A peça... passou. Nada recordo senão a amálgama de sonhos em que o palco era outro, muito outro. Foi quando um casal conhecido nos desafiou para um "Bolero", danceteria tremenda, ali para a Maia, num antigo armazém industrial das Guardeiras.
Fomos. Se calhar não deviamos ter ido. Mas fomos, caindo em cheio sobre ritmos incansáveis, imparáveis, ginasticadíssimos, sul-americanos dos pés à cabeça. Uma desgraça para a minha aselhice e para a minha hernia.
De modo que tratei de me defender. Empatando sempre, agarrado a tangos ausentes, suspirando por eles, praguejando, era uma injustiça a lacuna. Logo o tango!, esse património da Humanidade...
Eis senão quando...
Já não tinha por onde me safar mais. E há anos não dançava tango, em boa verdade, assim potenciando a vergonha depois de tanta palração sobre Gardel.
Era dos mais fáceis ("adios muchacho"... tataratátá, tataratátá) e lá encaminhei a beldade para a pista, onde seres de colete e camisa aos folhos faziam passos espantosos, carregados de sentimento e fatalidade.
Encaixei a pequena à ilharga, a mão direita nas costas, muito em baixo, o braço esquerdo esticado em frente. E dei mais uns segundos, olhando-a nos olhos, antes de seguir pra diante, num andar cauteloso, quase em "câmara lenta". Até ao erguer da perna (poucochinho, claro, mas ela não podia ver...), até ao momento ímpar de a vergar pela sua delgada cintura. Não caímos.
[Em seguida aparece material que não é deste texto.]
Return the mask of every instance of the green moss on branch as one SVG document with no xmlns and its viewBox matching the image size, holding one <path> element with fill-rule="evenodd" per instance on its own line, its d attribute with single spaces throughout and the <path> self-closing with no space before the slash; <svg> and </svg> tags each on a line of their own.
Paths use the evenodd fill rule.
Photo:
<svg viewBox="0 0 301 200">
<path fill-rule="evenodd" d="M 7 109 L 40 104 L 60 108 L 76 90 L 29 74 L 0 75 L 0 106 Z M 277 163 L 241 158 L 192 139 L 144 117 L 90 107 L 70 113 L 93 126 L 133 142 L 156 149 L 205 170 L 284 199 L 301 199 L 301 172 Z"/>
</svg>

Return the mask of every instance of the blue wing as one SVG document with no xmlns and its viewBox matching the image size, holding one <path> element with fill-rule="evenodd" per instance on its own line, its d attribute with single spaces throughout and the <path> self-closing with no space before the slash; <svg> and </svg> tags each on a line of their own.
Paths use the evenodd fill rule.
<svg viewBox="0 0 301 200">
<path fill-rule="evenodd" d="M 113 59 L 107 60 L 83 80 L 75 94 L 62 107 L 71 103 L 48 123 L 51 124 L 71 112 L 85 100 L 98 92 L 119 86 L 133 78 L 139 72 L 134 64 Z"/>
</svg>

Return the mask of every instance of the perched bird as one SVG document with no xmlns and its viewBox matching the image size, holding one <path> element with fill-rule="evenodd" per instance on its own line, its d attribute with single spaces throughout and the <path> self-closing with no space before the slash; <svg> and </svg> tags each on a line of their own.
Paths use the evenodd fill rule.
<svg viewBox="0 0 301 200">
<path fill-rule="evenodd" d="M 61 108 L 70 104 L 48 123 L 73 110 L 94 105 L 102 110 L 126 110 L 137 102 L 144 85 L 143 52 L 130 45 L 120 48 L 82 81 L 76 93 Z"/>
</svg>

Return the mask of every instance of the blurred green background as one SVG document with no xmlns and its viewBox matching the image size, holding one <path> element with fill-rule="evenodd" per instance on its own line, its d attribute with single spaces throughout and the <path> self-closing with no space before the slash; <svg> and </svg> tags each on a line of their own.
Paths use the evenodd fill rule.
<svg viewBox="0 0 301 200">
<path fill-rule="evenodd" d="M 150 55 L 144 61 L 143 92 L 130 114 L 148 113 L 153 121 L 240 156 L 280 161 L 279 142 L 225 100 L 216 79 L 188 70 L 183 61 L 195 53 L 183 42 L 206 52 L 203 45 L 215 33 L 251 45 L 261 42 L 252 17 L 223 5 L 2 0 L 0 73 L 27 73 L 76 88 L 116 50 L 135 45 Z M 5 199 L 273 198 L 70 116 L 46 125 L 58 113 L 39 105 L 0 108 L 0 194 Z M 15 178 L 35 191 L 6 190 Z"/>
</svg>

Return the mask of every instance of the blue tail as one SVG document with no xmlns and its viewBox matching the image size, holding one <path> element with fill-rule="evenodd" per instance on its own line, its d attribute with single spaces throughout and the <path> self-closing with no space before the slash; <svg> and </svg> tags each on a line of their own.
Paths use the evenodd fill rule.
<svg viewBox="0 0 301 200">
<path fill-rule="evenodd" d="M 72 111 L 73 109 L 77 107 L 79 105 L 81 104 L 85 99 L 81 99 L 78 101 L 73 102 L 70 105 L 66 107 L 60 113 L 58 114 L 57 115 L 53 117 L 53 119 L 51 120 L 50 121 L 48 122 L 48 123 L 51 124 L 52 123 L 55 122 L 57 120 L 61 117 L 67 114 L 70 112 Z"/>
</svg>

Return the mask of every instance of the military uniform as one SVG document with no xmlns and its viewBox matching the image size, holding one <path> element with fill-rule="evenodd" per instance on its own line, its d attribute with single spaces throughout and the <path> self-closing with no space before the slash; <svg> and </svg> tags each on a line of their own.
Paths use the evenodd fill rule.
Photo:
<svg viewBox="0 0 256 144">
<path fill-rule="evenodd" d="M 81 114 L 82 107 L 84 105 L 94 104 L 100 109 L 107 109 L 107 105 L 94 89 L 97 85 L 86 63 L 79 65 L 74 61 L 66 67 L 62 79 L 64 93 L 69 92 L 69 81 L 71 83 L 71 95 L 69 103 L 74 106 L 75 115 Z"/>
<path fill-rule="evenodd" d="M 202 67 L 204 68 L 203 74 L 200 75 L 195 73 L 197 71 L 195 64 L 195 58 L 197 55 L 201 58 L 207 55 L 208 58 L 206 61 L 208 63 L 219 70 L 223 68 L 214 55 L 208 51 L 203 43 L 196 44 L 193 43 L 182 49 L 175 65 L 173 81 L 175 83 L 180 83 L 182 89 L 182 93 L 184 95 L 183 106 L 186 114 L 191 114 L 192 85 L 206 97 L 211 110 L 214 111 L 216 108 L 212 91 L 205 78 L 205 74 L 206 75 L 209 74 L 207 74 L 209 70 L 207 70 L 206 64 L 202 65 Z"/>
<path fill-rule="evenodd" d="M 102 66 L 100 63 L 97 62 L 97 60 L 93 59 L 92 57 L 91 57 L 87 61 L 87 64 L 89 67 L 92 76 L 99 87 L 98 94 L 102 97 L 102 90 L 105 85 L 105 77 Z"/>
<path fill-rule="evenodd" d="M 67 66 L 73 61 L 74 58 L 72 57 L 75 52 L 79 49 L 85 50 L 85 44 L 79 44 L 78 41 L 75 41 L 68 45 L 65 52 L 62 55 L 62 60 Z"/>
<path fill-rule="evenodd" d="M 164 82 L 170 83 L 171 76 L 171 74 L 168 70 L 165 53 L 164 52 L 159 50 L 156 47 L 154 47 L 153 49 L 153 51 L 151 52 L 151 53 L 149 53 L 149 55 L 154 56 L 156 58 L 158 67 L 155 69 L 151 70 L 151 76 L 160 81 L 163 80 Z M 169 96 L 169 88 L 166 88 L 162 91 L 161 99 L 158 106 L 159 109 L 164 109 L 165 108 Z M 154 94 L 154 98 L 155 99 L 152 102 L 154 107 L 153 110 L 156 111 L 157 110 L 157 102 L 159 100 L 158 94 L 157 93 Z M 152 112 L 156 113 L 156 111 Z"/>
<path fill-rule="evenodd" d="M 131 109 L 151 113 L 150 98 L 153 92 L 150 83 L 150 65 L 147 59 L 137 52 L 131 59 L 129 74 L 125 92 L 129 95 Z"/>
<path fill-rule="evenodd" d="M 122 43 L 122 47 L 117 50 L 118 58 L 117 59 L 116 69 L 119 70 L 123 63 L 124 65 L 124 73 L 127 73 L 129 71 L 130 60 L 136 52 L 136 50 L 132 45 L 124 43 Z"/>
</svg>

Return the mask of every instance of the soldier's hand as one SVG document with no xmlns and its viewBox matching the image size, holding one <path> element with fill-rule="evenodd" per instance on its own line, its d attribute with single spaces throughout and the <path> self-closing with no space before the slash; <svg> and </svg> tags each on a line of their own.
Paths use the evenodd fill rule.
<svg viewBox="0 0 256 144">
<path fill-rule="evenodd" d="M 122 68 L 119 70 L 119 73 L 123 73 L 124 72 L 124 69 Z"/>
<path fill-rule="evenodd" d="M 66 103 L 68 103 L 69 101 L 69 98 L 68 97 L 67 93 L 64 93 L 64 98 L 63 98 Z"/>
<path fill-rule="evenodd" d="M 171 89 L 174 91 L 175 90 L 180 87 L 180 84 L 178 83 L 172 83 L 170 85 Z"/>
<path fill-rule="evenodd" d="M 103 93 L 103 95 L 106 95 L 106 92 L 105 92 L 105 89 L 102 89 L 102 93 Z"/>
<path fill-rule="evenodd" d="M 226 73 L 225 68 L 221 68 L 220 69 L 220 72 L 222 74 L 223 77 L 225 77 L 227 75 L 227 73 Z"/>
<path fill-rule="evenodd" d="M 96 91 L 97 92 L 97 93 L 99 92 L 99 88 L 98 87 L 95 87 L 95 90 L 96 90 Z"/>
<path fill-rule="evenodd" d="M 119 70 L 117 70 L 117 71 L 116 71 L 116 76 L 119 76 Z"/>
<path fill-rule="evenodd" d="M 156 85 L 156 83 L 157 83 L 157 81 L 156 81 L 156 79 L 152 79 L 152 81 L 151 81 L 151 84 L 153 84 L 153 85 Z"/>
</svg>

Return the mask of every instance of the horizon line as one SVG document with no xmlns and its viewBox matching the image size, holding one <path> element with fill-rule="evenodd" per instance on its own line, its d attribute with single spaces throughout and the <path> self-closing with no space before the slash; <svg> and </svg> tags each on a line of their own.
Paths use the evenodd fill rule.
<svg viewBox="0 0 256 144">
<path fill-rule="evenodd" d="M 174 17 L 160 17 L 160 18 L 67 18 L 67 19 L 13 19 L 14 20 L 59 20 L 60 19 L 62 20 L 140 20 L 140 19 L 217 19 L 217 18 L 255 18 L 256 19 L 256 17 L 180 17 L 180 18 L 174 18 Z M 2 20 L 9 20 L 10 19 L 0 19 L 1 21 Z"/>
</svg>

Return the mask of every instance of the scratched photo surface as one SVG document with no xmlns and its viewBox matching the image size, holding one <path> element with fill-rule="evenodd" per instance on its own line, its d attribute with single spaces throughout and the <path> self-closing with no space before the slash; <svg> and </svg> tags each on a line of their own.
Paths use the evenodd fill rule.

E rodando a seguir, no sentido do ponteiro dos relógios, para voltar à base, sempre naquele naquele propósito de militar comprometido.
"Adios muchacho"... tataratátá, tataratátá, cessara enfim, coincidentemente com a nossa chegada ao ponto de partida.
O que concluir do longo silêncio recebido então da mais linda menina do Centro de Saúde, o meu par dessa inesquecivel noite?